Pero hoy se aplica más que nunca aquello de que es imposible estar bien con Dios y con el diablo.

Si el gobierno llevara a la práctica un acuerdo dadivoso con los mapuches, impulsará aún más la bola de dificultades que ven correr frente a sus ojos los empresarios a la hora de invertir en la zona del conflicto.

Además, no es un secreto que amenazan seriamente con erradicar sus inversiones de un lugar que no les ofrece garantías.

Incluso, algunos dirigentes empresariales han manifestado su desacuerdo con que la CIDH modifique la condición de los mapuches acusados, pues consideran insólito que además de eximirlos de responsabilidad penal, sean compensados y que se están transgrediendo juicios ejecutoriados en Chile.

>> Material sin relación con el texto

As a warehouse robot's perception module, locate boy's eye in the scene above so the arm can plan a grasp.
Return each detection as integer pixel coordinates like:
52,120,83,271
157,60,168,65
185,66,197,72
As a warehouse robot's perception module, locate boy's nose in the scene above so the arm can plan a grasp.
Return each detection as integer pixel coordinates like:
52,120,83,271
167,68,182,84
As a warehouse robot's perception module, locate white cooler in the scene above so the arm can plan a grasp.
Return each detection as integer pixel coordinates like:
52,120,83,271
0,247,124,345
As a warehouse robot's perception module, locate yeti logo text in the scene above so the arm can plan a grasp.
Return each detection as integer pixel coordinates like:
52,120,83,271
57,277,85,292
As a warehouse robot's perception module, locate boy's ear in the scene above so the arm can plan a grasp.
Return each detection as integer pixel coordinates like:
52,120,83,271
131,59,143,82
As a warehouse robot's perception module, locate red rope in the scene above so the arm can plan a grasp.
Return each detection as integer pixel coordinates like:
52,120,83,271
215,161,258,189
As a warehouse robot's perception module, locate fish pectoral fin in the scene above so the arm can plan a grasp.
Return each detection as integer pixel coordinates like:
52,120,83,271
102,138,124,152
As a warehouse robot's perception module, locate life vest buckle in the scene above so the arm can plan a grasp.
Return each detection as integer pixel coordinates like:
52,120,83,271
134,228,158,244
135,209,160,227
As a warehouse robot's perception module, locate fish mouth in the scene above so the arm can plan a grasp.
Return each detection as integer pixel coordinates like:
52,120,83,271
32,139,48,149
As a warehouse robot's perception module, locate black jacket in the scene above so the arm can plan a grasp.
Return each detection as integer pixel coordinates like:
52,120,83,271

Aunque compensando a los mapuches Chile mantendría una imagen respetable frente a la comunidad internacional, no se debe olvidar el equilibrio in-terno.

Existen ahora dos caminos: que se pacte un modo de reparación en el plazo convenido o que el caso pueda derivar a la Corte Interamericana, lo que obligaría al gobierno a acatar el fallo de este tribunal.

Este hecho dejaría en mejor pie a los mapuches, ya que en situaciones similares dirimidas en esta corte las sentencias han sido más favorables para los indígenas.

Así ocurrió cuando en un caso contra el Estado paraguayo se dictaminó que éste debía comprar tres millones de hectáreas para los aborígenes.

En este momento, todo apunta a que Chile tiene el deber de "caballero" de asumir el fallo de la CIDH. Después de todo, la comunidad internacional no vería con buenos ojos que se falte a un compromiso adquirido con anterioridad y, mucho menos, que luego de que se reconociera un proceso indebido contra los 144 mapuche, quedara en el limbo una reparación.

Además, el debate sobre la competencia de los tribunales internacionales sigue vigente.